1. Why is $\inf_{s>0} P[A_s]\geq P[B_1\geq K]$?
2. In a remark, the author states that this whole example shows that, for every $t\geq0$, almost surely $B$ is not Holder-$\frac{1}{2}$-continuos at $t$. How can I see it? I really struggle at this.
3. How can I interpret (1)?

Please, let me know if more context is needed. Thanks for the help.

Answer 1

1. Fix $0<r<s$ and observe that $ \{B_r\geq Kr^{1/2}\}\subset A_s$ by definition of the latter.
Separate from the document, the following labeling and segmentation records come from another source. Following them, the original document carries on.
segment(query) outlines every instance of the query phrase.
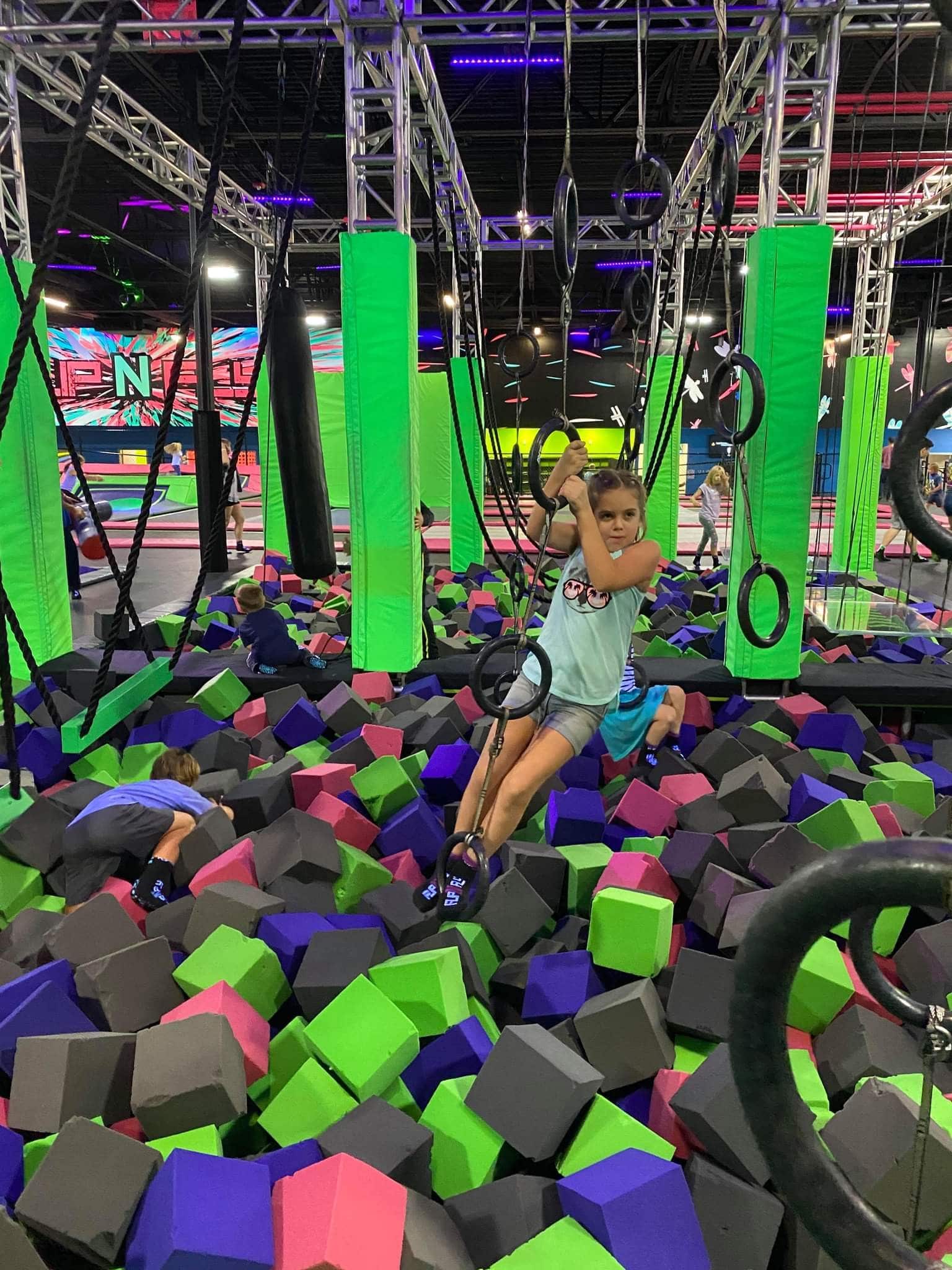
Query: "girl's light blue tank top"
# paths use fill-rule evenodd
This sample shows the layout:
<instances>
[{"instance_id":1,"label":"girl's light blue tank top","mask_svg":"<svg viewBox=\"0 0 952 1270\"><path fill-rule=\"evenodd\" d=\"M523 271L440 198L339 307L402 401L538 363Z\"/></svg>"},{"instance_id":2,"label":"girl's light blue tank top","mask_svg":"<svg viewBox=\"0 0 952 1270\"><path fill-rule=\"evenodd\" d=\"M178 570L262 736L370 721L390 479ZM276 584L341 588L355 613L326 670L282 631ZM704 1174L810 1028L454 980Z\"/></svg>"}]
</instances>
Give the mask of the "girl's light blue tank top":
<instances>
[{"instance_id":1,"label":"girl's light blue tank top","mask_svg":"<svg viewBox=\"0 0 952 1270\"><path fill-rule=\"evenodd\" d=\"M621 551L612 552L617 560ZM631 631L641 607L637 587L597 591L589 582L581 547L565 561L538 644L552 663L551 692L564 701L604 706L618 696ZM528 654L523 673L541 682L538 660Z\"/></svg>"}]
</instances>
This implies that $$\mathbb{P}(A_s) \geq \mathbb{P}(B_r \geq Kr^{1/2}) = \mathbb{P}(B_1\geq K),$$ where the last equality is due to Brownian scaling (that is, $B_r/r^{1/2}$ has the same distribution as $B_1$).
2. Recall that a function $f\colon I \to \mathbb{R}$ is Holder-continuous with exponent $1/2$ if there exists a constant $K>0$ (which I call Holder coefficient and it can always be taken to be an integer) such that $$|f(t)-f(s)|\leq K|t-s|^{1/2} \tag{2}.$$ For every integer $K\geq 1$, set $$C_K = \left\{\inf\{t>0\colon \, B_t \geq Kt^{1/2}\}=0\right\}.$$ You just showed that every $C_K$ has probability $1$. Thus, their intersection $C = \bigcap_{K\geq 1}C_K$ also has probability $1$. But what does it mean for $\omega \in \Omega$ to lie in $C$? If $\omega \in C$, then by definition, for every $K\geq 1$, we have $$\inf\{t>0\colon \, B_t(\omega) \geq Kt^{1/2}\}=0.$$ This infimum being equal to $0$ means that for any interval $[0,\epsilon]$, no matter how small $\epsilon >0$ is, you can find $t\in [0,\epsilon]$ such that $B_t(\omega) \geq K t^{1/2}$. This contradicts $(2)$ with $s=0$, implying that $B_{.}(\omega)$ is not Holder-continuous with exponent $1/2$ and coefficient $K$ on any interval containing $0$. Finally, since this holds for every $K\geq 1$, $B_{.}(\omega)$ cannot be Holder-continuous with exponent $1/2$ on any interval containing $0$.
3. The answer to your last question is above. To be more explicit, $(1)$ means that the event $C_K$ has probability $1$, that is almost surely, $B_t/t^{1/2}$ will exceed level $K$ "instantly".